I greatly miss Matthew James Thomas in the title role; he was gorgeous, sang like crazy, danced like crazy, had a twinkle in the eye, a sense of the offbeat, and a sincere wistfulness that perfectly complemented the wild circus surrounding him. One Josh Kaufman plays the role now, and he sings pretty well, goes through his scenes pretty well, dances notably less well – he lacks star quality in both his everyday suburban-guy-at-the-supermarket-cash-register appearance, general energy, and acting chops in terms of vividly relating to his stage family. You know my shtick: far too few musical theatre performers go to acting class, to the tune of practically none.
Unfortunately I saw an understudy for the Leading Player; I have to cut the gal a break, since it was her first performance in the role, and she certainly gave a creditable rendition of the part; but there’s just no way to have PIPPIN without a true star up front, taking the audience by the throat and threatening to strangle them and throw them into the firepit in the Finale with her/his bare hands.
Some of the production choices bother me more now than originally, partly because of my repeat visits, and partly because new surrounding weaknesses accentuate others. The heavily truncated, mangled, hurried “War Is A Science” seems as if they could barely be bothered to do it at all, and wanted it over with as quickly as possible – unfortunately unaware that the extended original (available on YouTube and DVD) was one of Bob Fosse’s most ingenious creations ever, and Stephen Schwartz’s lyrics were well worth the trouble. Likewise, removing the war-statistics context for the famous “Manson Trio” does it no favors, stripping it of exactly what Fosse was saying (people routinely mistake Fosse for a choreographer, when he was above all a writer, sociologist and social critic.) The heavily reduced orchestra is no asset, despite terrific playing by all, and the expert re-orchestration by the always expert Larry Hochman, forced to do a great deal with a tiny group to work with.
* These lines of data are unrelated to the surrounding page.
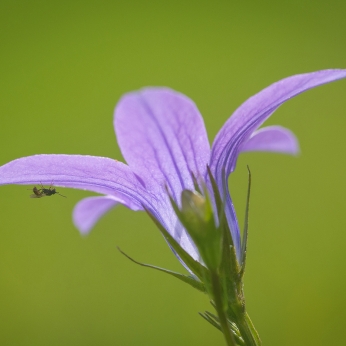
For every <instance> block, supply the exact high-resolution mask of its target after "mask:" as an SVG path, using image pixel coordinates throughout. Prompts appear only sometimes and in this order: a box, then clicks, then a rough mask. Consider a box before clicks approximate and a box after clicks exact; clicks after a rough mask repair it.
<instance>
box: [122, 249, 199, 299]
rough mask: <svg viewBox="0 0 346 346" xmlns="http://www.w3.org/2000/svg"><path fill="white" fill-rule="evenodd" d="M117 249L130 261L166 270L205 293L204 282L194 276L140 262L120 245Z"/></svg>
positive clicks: (175, 277)
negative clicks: (128, 253) (190, 275)
mask: <svg viewBox="0 0 346 346" xmlns="http://www.w3.org/2000/svg"><path fill="white" fill-rule="evenodd" d="M117 249H118V250H119V252H120V253H121V254H123V255H124V256H125V257H127V258H128V259H129V260H130V261H132V262H134V263H136V264H138V265H140V266H142V267H147V268H151V269H155V270H158V271H161V272H164V273H166V274H169V275H172V276H174V277H175V278H177V279H179V280H181V281H183V282H185V283H187V284H189V285H190V286H192V287H193V288H196V289H197V290H199V291H201V292H203V293H205V287H204V285H203V283H202V282H200V281H198V280H196V279H195V278H193V277H192V276H188V275H183V274H180V273H177V272H173V271H171V270H168V269H165V268H160V267H157V266H154V265H151V264H147V263H142V262H138V261H136V260H134V259H133V258H132V257H130V256H129V255H127V254H126V253H125V252H124V251H122V250H121V249H120V248H119V247H117Z"/></svg>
I doubt there’s been a director in the house for some time. It’s subtle; a little loose in pace and electricity. Saddest of all is the change in one of my favorite performances in years, that of Rachel Bay Jones as Catherine; where her original characterization was hugely original, hugely funny, risky, on the edge, but just inside the edge, ultimately moving and bordering on heartbreaking, enlivening the potentially dreary “Act Two” – repetition, a long run, and probably the absence of a director’s return has tipped the scales towards a FORBIDDEN BROADWAY pastiche of her original performance, hugely jokey, over-the-top, exaggerated out of all proportion and outside the show. And yet – perhaps because her incredible original performance is indelibly imprinted on my mind – when Pippin finally turns to see her in the Finale, and realizes what’s important in life, I still felt a huge gulp in my throat and a tear in the eye, same as when I saw the show in previews and fell apart. So she’s still got something. And for that type of moment, I say to PIPPIN: Adieu, and thanks for the memories.